Deep Mind's SoG can defeat humans in various games

2023-11-17

The artificial intelligence research teams from EquiLibre Technologies, Sony AI, Amii, and Midtravel have collaborated with Google's DeepMind project to develop an AI system called "Student of Games" (SoG). This system is capable of defeating humans in various games and learning to play new games. In their paper published in the journal "Science Advances," the team describes the new system and its functionalities.

Over the past half-century, computer scientists and engineers have developed the concepts of machine learning and artificial intelligence, using human-generated data to train computer systems. This technology has been applied in various scenarios, including playing board games or indoor games.

Teaching computers to play board games and then improving their abilities to the point where they can defeat humans has been a milestone in demonstrating the level of AI development.

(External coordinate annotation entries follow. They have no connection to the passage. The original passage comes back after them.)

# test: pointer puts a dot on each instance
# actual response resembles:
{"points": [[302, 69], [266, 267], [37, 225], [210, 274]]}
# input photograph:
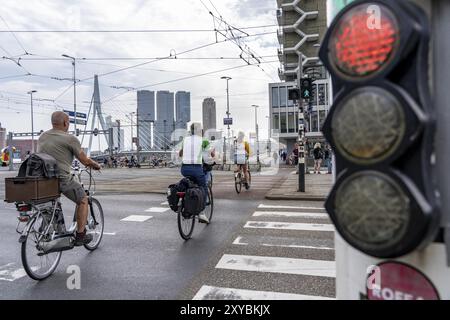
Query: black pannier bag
{"points": [[194, 201]]}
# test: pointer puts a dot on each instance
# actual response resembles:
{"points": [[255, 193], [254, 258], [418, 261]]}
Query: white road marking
{"points": [[307, 267], [136, 218], [157, 210], [220, 293], [263, 206], [289, 226], [9, 273], [291, 214]]}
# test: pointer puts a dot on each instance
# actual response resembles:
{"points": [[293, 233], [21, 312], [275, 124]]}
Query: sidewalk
{"points": [[317, 188]]}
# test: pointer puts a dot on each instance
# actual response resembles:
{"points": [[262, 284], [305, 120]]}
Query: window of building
{"points": [[283, 123], [283, 97], [275, 102], [291, 122]]}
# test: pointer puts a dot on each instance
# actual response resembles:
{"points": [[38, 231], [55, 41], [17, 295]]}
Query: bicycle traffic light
{"points": [[306, 88], [381, 127]]}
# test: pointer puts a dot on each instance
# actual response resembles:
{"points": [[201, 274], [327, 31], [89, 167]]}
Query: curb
{"points": [[299, 197]]}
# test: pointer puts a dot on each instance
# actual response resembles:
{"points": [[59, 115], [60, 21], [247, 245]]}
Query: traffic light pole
{"points": [[441, 75], [301, 131]]}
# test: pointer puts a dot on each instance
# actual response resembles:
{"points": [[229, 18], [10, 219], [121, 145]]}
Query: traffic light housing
{"points": [[306, 88], [381, 128]]}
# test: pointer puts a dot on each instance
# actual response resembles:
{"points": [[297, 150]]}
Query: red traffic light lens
{"points": [[368, 125], [372, 210], [364, 40]]}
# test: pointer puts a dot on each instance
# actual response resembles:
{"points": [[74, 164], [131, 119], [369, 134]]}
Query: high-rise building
{"points": [[146, 116], [2, 137], [183, 109], [302, 27], [209, 114], [165, 123]]}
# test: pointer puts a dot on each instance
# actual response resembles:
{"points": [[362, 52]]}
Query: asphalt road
{"points": [[251, 246]]}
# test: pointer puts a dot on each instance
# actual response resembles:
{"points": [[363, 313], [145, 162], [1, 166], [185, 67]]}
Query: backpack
{"points": [[39, 165], [194, 201]]}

In this new research, the team has taken a step further towards artificial general intelligence.

So far, most computer systems built for playing board games have focused on a single game, such as chess. In the process of building such systems, scientists have developed a type of limited artificial intelligence. In this new endeavor, researchers have created an intelligent system capable of playing various games that require different skills.

In terms of gameplay, there are primarily two types of games: those with perfect or imperfect knowledge. The former refers to games where both players have perfect knowledge of the game, such as knowing the positions of all game pieces. The latter includes games like poker, where only partial information is known to individual players. SoG can play both types of games and has the ability to defeat professional humans.

So far, it has already defeated other AI systems and humans in games such as Go, chess, Scottish draughts, and Texas hold 'em poker. The research team suggests that it may excel in other types of games as well, as it is capable of self-learning to play almost any game.